Текст книги "Сокровище господина Исаковица"
Автор книги: Данни Ваттин
Жанр:
Современная проза
сообщить о нарушении
Текущая страница: 2 (всего у книги 13 страниц) [доступный отрывок для чтения: 5 страниц]
3. Трое мужчин в одной машине
– Через пятьсот метров поверните налево. Механический голос из телефона на переднем сиденье понемногу начинает меня раздражать. А ведь мы успели проехать еще не более пары километров.
– Правда, здорово? – с энтузиазмом говорит отец. – Он подстраивается по мере того, как мы едем, и всегда находит самый быстрый путь. Если, на пример, где‑то пробка, он перестраивается на другой маршрут.
Я бросаю взгляд на дисплей телефона. Там видно дорогу, где мы находимся, и ту, куда нам надо свернуть, и больше ничего.
– Нельзя ли его перенастроить, чтобы мы видели, где находимся по отношению к месту назначения? – интересуюсь я. – А то сейчас мы не имеем об этом никакого представления.
Отец качает головой и обращается к внуку, который сидит рядом с ним на переднем сиденье, поскольку его легко укачивает.
– Твой папаша не разбирается в таких замечательных штуках, – говорит он. – Он типичный ретроград. У вас дома ведь нет даже телевизора.
– У нас есть компьютер, – протестую я с заднего сиденья. – Телепередачи можно смотреть по нему. Я хочу знать, куда мы направляемся, а не просто тупо следовать стрелочкам на экране.
– Мы едем в Карлскруну, – сообщает отец. – Паром идет оттуда.
– Это мне известно. Но туда мы прекрасно можем добраться и без говорящего телефона. Достаточно просто выехать на Е-4, свернуть в нужном месте, и дорога приведет нас прямо к цели.
– Вот именно, – говорит отец, – надо свернуть в нужном месте. Поэтому‑то у нас и включена эта программа, а кроме того, с ней веселее. Правда, Лео?
Сын бормочет в ответ что‑то неразборчивое. Он настолько усталый, что почти спит, и уж точно не имеет никакого желания вмешиваться в наш спор.
– Что с ним такое? – спрашивает отец.
– Он устал, – отвечаю я.
– Через сто метров поверните налево, – возвещает механический голос.
– Давай хотя бы отключим звук, – предлагаю я. Отец качает головой, демонстративно глубоко вздыхая.
– Хорошо, что ты художник, – говорит он мне. – Поэтому люди считают тебя прогрессивным, а не ретроградом.

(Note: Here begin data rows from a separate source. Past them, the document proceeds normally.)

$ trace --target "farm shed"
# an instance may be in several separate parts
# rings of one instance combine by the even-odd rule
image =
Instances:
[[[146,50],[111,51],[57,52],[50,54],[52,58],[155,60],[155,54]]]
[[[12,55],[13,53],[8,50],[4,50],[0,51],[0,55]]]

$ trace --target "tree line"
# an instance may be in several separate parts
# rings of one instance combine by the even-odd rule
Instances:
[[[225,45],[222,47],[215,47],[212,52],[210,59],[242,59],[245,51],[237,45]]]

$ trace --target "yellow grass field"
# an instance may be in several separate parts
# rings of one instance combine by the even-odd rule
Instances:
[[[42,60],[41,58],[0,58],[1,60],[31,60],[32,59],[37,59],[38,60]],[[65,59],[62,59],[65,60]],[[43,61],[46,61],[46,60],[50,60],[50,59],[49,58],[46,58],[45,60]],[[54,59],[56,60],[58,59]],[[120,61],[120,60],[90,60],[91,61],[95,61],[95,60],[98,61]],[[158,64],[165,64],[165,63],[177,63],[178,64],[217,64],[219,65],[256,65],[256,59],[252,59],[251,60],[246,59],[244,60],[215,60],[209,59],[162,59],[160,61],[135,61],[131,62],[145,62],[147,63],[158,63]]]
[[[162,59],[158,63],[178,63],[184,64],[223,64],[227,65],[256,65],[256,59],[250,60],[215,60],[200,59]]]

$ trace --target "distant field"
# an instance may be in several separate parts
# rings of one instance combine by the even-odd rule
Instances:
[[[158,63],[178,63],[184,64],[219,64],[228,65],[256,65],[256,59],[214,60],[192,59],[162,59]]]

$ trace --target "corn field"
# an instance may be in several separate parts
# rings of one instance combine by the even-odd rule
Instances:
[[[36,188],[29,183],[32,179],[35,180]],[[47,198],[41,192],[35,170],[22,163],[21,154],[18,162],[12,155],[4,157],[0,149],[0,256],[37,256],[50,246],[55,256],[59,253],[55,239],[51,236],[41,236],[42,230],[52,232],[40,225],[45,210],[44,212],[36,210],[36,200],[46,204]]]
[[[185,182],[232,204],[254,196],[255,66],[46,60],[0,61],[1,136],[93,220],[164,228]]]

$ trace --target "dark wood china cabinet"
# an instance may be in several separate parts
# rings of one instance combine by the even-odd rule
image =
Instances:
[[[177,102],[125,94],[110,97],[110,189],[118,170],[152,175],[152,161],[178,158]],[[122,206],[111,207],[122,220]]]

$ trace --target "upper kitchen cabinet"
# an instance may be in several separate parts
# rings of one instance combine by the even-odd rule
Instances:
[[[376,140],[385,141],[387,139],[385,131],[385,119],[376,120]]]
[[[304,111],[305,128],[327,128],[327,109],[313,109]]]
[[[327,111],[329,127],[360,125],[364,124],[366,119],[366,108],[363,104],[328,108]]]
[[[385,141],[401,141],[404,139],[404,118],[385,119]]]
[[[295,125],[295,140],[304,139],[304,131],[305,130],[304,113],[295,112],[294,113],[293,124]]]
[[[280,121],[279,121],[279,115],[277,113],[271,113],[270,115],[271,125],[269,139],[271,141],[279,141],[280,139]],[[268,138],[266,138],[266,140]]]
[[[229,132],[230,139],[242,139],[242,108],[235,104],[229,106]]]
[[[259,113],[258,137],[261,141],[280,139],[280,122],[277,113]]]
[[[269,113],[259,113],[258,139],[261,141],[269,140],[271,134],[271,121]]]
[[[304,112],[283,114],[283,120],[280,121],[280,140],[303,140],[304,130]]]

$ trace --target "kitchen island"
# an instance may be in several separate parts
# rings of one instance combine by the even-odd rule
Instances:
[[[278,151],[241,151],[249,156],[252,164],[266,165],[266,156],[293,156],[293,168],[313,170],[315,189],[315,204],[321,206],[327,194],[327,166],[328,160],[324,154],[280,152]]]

Машина достигает перекрестка, и отец сворачивает налево, на Е-4. Погода стоит прекрасная, и я, несмотря на перебранку, рад, что мы здесь. Насколько мне известно, мы с отцом впервые предпринимаем нечто подобное. Возвращаться вместе – трое мужчин в одной машине – к нашим истокам, в попытке вернуть то, что принадлежит нам по праву, очень здорово. День для начала поездки просто замечательный. Все тихо и спокойно, приятный ритм нарушает только металлический голос, то и дело сообщающий, как нам ехать. Но в такой день можно и потерпеть.
Мы на хорошей скорости минуем Соллентуну и Ульриксдаль и подъезжаем к Сольне[3]3
Пригородные районы Стокгольма.
[Закрыть], где, когда я был маленьким, жили родители отца. Мне всегда нравилось ездить к ним в гости, в квартиру на улице Росундавэген, есть приготовленные бабушкой Соней оладушки с изюмом и общаться с дедушкой Эрвином. В то время мы много всего делали вместе. Ходили на озеро Росташён кормить птиц или слушали пластинки с операми. Дедушка обычно подпевал. У него был хороший голос, низкий и сильный, и когда он пел, взгляд у него всегда становился слегка мечтательным и отсутствующим. Будто он на самом деле пребывал где‑то в другом месте. Однако кульминация наших визитов наступала, когда мы с дедушкой спускались на лифте в имевшуюся в доме комнату для пинг–понга, чтобы сыграть партию. Ходили мы туда почти во всякий мой приезд, с тех пор как мне было совсем немного лет, до того как я стал подростком. Дедушка играл довольно хорошо, и поначалу я в основном проигрывал, но с годами положение стало все больше выравниваться. В этой комнате мы с ним проводили напряженные матчи, но ни один из них не сравнится с последним. Его я не забуду, даже если доживу до ста лет.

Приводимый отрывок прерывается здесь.